BusySnake-Linked Armored Likho Reported Inside Government and Power Networks

Security researchers say a threat group they track as Armored Likho has obtained access to organizations in several countries, including government agencies and electrical power entities in Russia, Br...

Security researchers say a threat group they track as Armored Likho has obtained access to organizations in several countries, including government agencies and electrical power entities in Russia, Brazil, and Kazakhstan.

The activity is notable because it points to intrusions affecting critical infrastructure and public-sector targets, both of which can be attractive to attackers seeking credentials, internal visibility, or a long-term foothold inside sensitive environments. While the reporting is limited, the finding suggests the campaign has reached beyond ordinary corporate networks and into sectors with potential operational and national-security impact.
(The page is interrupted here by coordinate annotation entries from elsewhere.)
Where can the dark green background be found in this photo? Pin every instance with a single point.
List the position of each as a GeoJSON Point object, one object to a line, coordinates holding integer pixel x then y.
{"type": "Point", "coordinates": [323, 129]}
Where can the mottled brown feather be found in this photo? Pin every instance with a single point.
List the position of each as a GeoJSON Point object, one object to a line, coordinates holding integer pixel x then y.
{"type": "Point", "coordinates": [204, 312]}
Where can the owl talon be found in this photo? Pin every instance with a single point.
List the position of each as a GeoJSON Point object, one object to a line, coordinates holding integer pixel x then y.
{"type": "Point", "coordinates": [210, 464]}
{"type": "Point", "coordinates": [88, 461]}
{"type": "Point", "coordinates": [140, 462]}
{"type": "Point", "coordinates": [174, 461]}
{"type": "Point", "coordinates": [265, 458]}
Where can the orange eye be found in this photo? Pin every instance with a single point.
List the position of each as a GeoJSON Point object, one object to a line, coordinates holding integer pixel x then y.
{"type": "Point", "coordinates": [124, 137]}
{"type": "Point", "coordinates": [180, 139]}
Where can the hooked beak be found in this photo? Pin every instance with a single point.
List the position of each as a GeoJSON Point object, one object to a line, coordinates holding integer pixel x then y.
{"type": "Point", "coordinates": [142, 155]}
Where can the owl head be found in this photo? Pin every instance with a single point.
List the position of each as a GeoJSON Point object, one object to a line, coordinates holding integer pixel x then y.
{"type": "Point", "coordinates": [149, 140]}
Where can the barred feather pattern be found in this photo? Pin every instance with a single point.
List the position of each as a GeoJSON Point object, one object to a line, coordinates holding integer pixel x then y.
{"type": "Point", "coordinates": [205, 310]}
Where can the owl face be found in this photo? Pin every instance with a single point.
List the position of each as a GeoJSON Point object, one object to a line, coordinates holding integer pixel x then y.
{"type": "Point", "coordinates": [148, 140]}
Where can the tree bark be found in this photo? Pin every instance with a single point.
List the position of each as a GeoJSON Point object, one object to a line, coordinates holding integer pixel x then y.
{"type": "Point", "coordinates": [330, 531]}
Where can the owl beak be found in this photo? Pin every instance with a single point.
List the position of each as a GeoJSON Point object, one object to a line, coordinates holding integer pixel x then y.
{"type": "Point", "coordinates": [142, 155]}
Armored Likho is being discussed in the context of BusySnake, an infostealer family associated with stealing information from compromised systems. Infostealer operations often focus on collecting usernames, passwords, browser data, and other material that can be reused to move deeper into a network or access cloud services and internal applications.

What researchers say

  • Government organizations were among the reported targets.
  • Electrical power entities were also affected.
  • Observed activity spanned Russia, Brazil, and Kazakhstan.

At this stage, the available details are sparse, and researchers have not publicly described the full scope of the compromise or whether the intrusions led to disruption. Even so, the presence of a threat group inside these environments highlights the continuing pressure on critical infrastructure operators and the need for strong identity protection, endpoint monitoring, and rapid detection of suspicious access.

For defenders, infostealer-driven intrusions are particularly concerning because they can begin quietly and then enable follow-on activity such as account takeover, internal reconnaissance, and lateral movement. Organizations in sectors like energy and government often face extra challenges because they manage large networks, legacy systems, and a wide range of user access patterns.

As more information emerges, analysts will likely focus on how Armored Likho gained entry, what data may have been exposed, and whether the campaign is part of a broader wave of attacks against infrastructure-related targets.